Kathryn:
That LA Times article on the Poisson distribution brought many things surging to mind.
One: An elderly friend of my family whose wife died some years ago after a long and stable marriage blessed with two fine children. Talking to him soon afterwards, he admitted he had never loved his wife, nor she him, and they had been up front about this with each other. I forget what her side of it was, but his went like this: “When I was young I was deeply in love with a girl who loved me equally. We were together only a few months, then she died of rheumatic fever. After that I never hoped to again be loved by someone who loved me back, and decided I would marry the first person I felt I could get along with decently well. Doris [not wife’s real name] filled the bill, and it worked out pretty much as I’d hoped it would.” This person was English. I read Mornings on Horseback soon after, and wondered if that was also TR’s case.
Two: Arthur Koestler’s remarks about “the law of large numbers” inChapter 1 of The Roots of Coincidence, thus:
“Another mystery of the theory of chance is reflected in the following quotation from [mathematician] Warren Weaver: ‘The circumstances which result in a dog biting a person seriously enough so that the matter gets reported to the health authorities would seem to be complex and unpredictable indeed. In New York City, in the year 1955, there were, on the average, 75.3 reports per day to the Department of Health of bitings of people. In 1956 the corresponding number was 73.6. In 1957 it was 73.2. In 1957 and 1958 [sic: this is probably a typo for “1958 and 1959”] the figures were 74.5 and 72.6.’
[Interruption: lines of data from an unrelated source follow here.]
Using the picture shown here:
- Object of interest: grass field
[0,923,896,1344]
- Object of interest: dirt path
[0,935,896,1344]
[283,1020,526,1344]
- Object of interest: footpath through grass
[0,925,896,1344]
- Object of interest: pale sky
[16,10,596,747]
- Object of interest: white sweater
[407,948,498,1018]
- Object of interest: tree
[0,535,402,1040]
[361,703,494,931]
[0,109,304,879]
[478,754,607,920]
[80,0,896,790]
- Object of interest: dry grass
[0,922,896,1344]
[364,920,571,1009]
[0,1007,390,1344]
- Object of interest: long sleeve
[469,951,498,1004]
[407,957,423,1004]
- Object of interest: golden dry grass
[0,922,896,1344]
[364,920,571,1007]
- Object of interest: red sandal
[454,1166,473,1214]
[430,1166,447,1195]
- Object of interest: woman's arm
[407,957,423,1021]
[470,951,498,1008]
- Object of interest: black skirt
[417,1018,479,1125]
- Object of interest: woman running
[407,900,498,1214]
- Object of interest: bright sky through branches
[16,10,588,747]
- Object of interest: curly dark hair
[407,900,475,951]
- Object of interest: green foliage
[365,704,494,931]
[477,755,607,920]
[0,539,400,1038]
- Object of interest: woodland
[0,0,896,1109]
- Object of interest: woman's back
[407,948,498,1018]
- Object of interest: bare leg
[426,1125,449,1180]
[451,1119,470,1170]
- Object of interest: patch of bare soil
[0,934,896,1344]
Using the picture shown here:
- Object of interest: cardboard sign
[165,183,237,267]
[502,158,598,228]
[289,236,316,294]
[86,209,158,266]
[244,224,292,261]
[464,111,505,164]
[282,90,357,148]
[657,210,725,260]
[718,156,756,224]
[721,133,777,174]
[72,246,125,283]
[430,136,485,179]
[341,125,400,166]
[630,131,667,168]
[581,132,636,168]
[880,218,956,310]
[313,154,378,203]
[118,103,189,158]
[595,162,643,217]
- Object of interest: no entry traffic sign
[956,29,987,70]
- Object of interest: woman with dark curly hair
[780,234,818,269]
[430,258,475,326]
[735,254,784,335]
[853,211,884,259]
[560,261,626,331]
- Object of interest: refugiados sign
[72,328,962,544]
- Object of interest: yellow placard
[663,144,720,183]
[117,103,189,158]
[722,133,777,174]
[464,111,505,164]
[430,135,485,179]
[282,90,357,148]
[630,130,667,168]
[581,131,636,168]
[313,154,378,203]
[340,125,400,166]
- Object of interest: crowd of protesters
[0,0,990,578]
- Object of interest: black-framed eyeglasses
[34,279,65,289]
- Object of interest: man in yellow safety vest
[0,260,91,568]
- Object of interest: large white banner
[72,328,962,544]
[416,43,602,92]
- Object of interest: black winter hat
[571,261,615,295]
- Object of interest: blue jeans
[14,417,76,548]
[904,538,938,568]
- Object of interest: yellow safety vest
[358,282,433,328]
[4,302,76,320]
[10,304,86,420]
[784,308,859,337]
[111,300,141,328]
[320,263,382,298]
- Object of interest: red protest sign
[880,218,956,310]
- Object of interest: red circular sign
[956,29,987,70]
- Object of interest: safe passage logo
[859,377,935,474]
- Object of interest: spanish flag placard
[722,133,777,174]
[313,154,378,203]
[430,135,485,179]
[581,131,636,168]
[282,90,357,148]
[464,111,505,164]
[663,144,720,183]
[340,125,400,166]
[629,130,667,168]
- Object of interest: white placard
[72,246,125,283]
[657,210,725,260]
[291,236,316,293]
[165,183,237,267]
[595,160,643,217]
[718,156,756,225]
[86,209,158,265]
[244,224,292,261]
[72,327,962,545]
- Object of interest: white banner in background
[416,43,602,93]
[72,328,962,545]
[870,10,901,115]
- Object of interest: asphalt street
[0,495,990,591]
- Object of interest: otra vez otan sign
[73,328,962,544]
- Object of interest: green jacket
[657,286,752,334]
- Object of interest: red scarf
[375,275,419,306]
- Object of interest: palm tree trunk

“Weaver comments: ‘One of the most striking and fundamental things about probability theory is that it leads to an understanding [sic–this sic is Koestler’s, not mine] of the otherwise strange fact that events which are individually capricious and unpredictable can, when treated en masse, lead to very stable average performances.’
“But does it really lead to an understanding? How do those German Army horses adjust the frequency of their lethal kicks to the requirements of the Poisson equation? How do the dogs in New York know that their daily ration of biting is exhausted? How does the roulette ball know that in the long run zero must come up once in thirty-seven times, if the casino is to be kept going? The soothing explanation that the countless minute influences on horses, dogs, or roulette balls must in the long run “cancel out,” is in fact begging the question. It cannot answer the hoary paradox resulting from the fact that the outcome of the croupier’s throw is not causally related to the outcome of previous throws: that if red came up twenty-eight times in a row (which, I believe, is the longest series ever recorded), the chances of it coming up yet once more are still fifty-fifty..
“Probability theory is the offspring of paradox wedded to mathematics…”
[Derb] Brian Aldiss wrote a short story in which the laws of probability temporarily break down. The protagonist’s colleague’s pet monkey, which he’s looking after as a favor, escapes, gets into his office, and starts dancing on the typewriter — it produces Two Gentlemen of Verona, complete with stage directions… etc. etc.